The name “West Coast Swing” didn’t surface into the mainstream until the late 1960’s.

Before we can define West Coast Swing, it is important to take a step back and understand what “Swing” is.

“Swing” is an All-American Rhythm Dance, consisting of primarily 6-beat and/or 8-beat patterns. The following dances all fall into the “Swing” family: Lindy, Dallas Push/Houston Whip, Carolina Shag, East Coast Swing and, of course, West Coast Swing.

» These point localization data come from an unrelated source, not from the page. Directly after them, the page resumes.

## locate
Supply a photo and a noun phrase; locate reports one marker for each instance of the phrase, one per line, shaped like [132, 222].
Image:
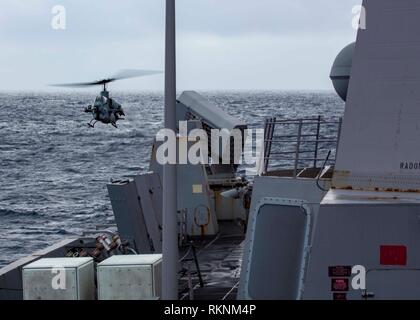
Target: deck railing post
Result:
[318, 128]
[299, 136]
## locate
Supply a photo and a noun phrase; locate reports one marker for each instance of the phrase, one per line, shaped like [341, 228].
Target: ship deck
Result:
[219, 260]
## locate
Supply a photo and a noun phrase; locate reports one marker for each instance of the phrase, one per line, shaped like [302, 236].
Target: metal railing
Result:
[300, 143]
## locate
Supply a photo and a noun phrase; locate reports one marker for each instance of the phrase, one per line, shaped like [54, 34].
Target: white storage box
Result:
[130, 277]
[59, 279]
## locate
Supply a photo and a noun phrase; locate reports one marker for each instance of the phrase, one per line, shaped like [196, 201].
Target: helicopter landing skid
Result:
[92, 125]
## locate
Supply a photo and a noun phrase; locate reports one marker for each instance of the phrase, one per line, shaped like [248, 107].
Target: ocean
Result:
[54, 168]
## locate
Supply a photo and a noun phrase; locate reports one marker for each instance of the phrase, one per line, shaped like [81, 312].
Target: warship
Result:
[331, 213]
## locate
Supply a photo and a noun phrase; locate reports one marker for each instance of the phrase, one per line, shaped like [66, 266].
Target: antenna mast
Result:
[170, 208]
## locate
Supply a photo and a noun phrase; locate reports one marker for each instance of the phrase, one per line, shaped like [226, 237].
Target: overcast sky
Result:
[222, 44]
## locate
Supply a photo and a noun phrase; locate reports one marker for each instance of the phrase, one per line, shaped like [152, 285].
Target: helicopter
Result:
[104, 108]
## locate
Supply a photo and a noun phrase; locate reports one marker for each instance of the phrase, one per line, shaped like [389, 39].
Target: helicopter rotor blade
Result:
[133, 73]
[82, 84]
[123, 74]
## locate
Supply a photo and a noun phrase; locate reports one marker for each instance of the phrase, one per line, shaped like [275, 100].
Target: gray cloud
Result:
[235, 44]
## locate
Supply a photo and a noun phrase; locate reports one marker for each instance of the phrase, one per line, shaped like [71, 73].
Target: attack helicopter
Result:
[104, 108]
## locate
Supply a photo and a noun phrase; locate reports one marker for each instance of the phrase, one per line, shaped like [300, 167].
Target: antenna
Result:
[170, 207]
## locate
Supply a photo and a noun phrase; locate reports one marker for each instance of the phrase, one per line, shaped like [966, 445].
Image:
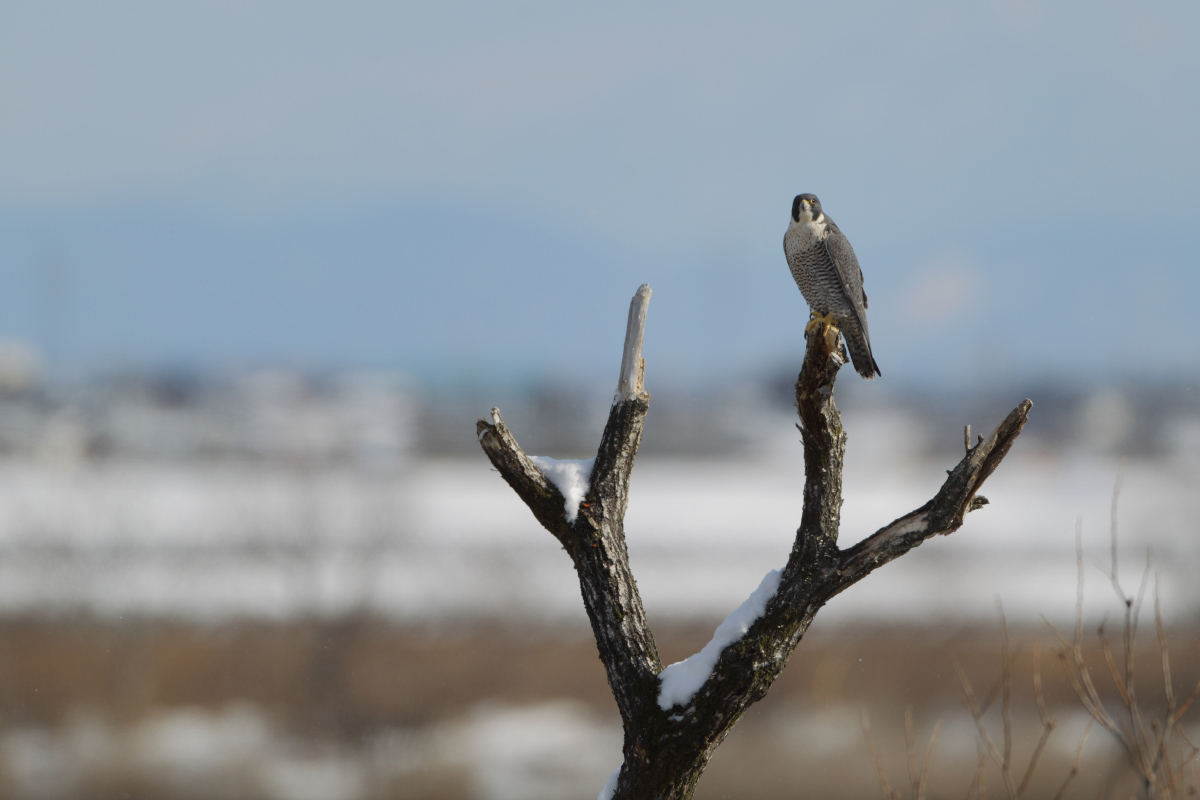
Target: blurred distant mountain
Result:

West Coast Swing has certain characteristics which define the dance and differentiate it from other forms of Swing:

1. It is a “slotted” dance. Partners move back and forth in a vertical slot, or lane, or trade places in the slot.
2. The follower walks forward on 1,2.
3. Basic patterns consist of both 6-beat and 8-beat patterns.
4. Patterns end with an “anchor” (usually a triple rhythm).
5. It is a Lead/Follow dance.
6. It is danced to 4/4 time music.
West Coast swing continues to evolve and is defined by the professionals who compete and teach on the West Coast circuit today. This is one of the biggest reasons why people fall in love with the dance and the reason they stick with it over time. West Coast Swing is truly the most versatile and interesting of the social dances. It is a great dance for persons of all ages.